The Foley Adviser

SEC Issues Order Approving Adjustment to “Qualified Client” Dollar Amount Tests

July 15, 2011

An investment adviser registered with the Securities and Exchange Commission may only charge a performance fee with respect to “qualified clients.” Under Rule 205-3 of the Investment Advisers Act of 1940, a qualified client currently includes a client who (i) has at least $750,000 under management with the adviser or (ii) has a net worth of more than $1.5 million. On July 12, 2011, the SEC issued an order (the “Order”) raising the dollar thresholds set forth above, such that a performance fee may only be charged if the client (i) has at least $1,000,000 under management of the investment adviser or (ii) has a net worth of more than $2,000,000. These tests are measured at the time the client contract is entered into.
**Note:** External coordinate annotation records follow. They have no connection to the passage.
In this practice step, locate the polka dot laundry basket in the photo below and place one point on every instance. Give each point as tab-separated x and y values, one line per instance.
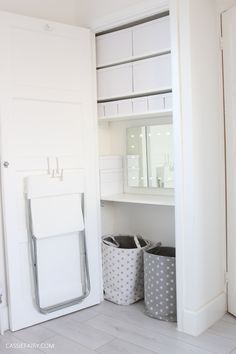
123	276
160	283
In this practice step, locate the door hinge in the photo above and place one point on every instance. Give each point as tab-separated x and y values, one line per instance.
226	277
221	43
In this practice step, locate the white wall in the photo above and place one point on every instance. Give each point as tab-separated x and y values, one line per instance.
88	13
225	4
200	184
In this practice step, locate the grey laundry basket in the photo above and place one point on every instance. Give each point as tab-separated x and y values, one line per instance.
160	283
123	278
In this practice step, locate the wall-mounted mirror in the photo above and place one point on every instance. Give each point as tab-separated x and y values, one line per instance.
150	158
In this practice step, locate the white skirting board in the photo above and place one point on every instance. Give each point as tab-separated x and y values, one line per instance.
196	322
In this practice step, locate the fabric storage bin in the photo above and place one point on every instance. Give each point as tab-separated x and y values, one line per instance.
123	277
160	283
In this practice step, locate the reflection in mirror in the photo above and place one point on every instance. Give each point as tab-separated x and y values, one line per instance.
136	157
160	156
150	160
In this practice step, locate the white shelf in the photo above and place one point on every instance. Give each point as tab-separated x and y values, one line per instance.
146	93
134	58
133	116
163	200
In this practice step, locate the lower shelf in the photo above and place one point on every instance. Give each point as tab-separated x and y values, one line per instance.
148	115
164	200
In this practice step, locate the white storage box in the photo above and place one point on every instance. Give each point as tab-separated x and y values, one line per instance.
125	107
155	103
140	105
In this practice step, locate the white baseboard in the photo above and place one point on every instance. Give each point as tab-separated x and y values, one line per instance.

This change becomes effective as of September 19, 2011. Certain states including Massachusetts also follow the SEC’s performance fee eligibility test with respect to advisers located in the state, and it is likely they will adjust their standards to match the new SEC tests. It should be noted that Qualified Purchasers (as defined in section 2(a)(51)(A) of the Investment Company Act of 1940) remain eligible to be charged performance fees in all cases.

Status of Related Proposed Amendments

In certain related amendments to Rule 205-3 proposed on May 10, 2011, the SEC proposed to amend the definition of “qualified client” to exclude from the calculation of an individual’s net worth the value of such person’s primary residence, as well as the amount of debt secured by the property as long as such debt is no greater than the property’s current market value. This proposed change mirrors the recent change to the definition of “accredited investor” under the Securities Act of 1933, which was also implemented as part of the Dodd-Frank Act. In order to minimize the disruption to investment advisers’ existing contractual arrangements, the SEC also proposed to let existing performance fee arrangements remain in place as long as the contract was permissible at the time it was entered into under the tests in place at such time. As a result, the Order and proposed rule amendments would not invalidate or penalize existing arrangements with clients.

These proposed rule amendments have not yet been adopted and currently remain under consideration by the SEC.